Quoiqu'il en soit, aujourd'hui, il était ici et il devait accomplir sa mission au mieux.

Ambroise balançait toujours la mallette capitonnée dans sa main. Il tendit son badge au vigile devant l'ascenseur:

— Je suis attendu au sous-sol, j'ai rendez-vous avec Mademoiselle Marchand.

— Je suis au courant: descendez au niveau -3.

L'habitacle descendit dans un silence feutré - pas de petite musique ici?

Ambroise ruminait toujours... Son supérieur, Duncan Griebel, aurait quand même pu venir lui-même faire expertiser son précieux parchemin!

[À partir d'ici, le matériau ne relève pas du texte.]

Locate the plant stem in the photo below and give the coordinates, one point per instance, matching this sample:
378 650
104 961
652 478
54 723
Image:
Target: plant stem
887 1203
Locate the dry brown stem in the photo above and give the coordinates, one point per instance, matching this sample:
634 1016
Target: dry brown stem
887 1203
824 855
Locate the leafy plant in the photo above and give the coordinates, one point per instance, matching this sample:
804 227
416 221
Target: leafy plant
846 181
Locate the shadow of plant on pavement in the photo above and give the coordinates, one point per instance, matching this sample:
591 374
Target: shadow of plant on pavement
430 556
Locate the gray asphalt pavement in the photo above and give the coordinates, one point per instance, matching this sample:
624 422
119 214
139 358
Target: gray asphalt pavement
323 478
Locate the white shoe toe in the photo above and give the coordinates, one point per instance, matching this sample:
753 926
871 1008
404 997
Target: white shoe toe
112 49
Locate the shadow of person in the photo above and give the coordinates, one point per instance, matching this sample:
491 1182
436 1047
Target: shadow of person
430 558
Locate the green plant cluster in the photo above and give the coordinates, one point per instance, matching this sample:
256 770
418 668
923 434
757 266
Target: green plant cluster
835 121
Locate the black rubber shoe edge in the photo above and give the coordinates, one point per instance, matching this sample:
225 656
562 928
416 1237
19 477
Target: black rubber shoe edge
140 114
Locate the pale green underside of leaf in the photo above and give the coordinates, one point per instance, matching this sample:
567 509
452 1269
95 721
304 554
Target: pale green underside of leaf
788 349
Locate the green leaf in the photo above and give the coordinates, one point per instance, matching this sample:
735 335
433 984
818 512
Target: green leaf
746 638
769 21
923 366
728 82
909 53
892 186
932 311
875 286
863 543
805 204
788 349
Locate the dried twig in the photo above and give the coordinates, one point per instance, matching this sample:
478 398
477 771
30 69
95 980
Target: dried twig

Le document avait été légué à l'agence des duskhunters, au milieu d'un coffre débordant d'artefacts, d'instruments de mesure et de documents divers. Les savants häxa, la branche "Recherche et développement" des duskhunters, n'avaient rien tiré du parchemin. Les érudits s'étaient résolus, devant leur incapacité à décrypter les symboles esquissés, à faire appel à l'expertise de Duncan. Celui-ci, pourtant spécialiste mondialement reconnu en sémiologie et philologie comparée, peinait depuis plus d'un mois à le déchiffrer.

Estimé daté du XVIIe siècle selon les inventaires du legs, le parchemin conservait tous ses mystères: origine, histoire, contenu... Et ce genre d'énigme non résolue avait la fâcheuse tendance à déclencher une humeur aigre et rigide chez le responsable de section.

Au comble de l'agacement, Duncan avait alors programmé une analyse ici, sous le Carrousel Louvre. Et qui de mieux qu'un agent expérimenté, mais au chômage technique, pour cette besogne? Ambroise espérait bien, une fois l'examen terminé, ne plus entendre Duncan vociférer et passer sa rage sur les agents et les opératrices de la caserne. Ce serait toujours ça de gagné...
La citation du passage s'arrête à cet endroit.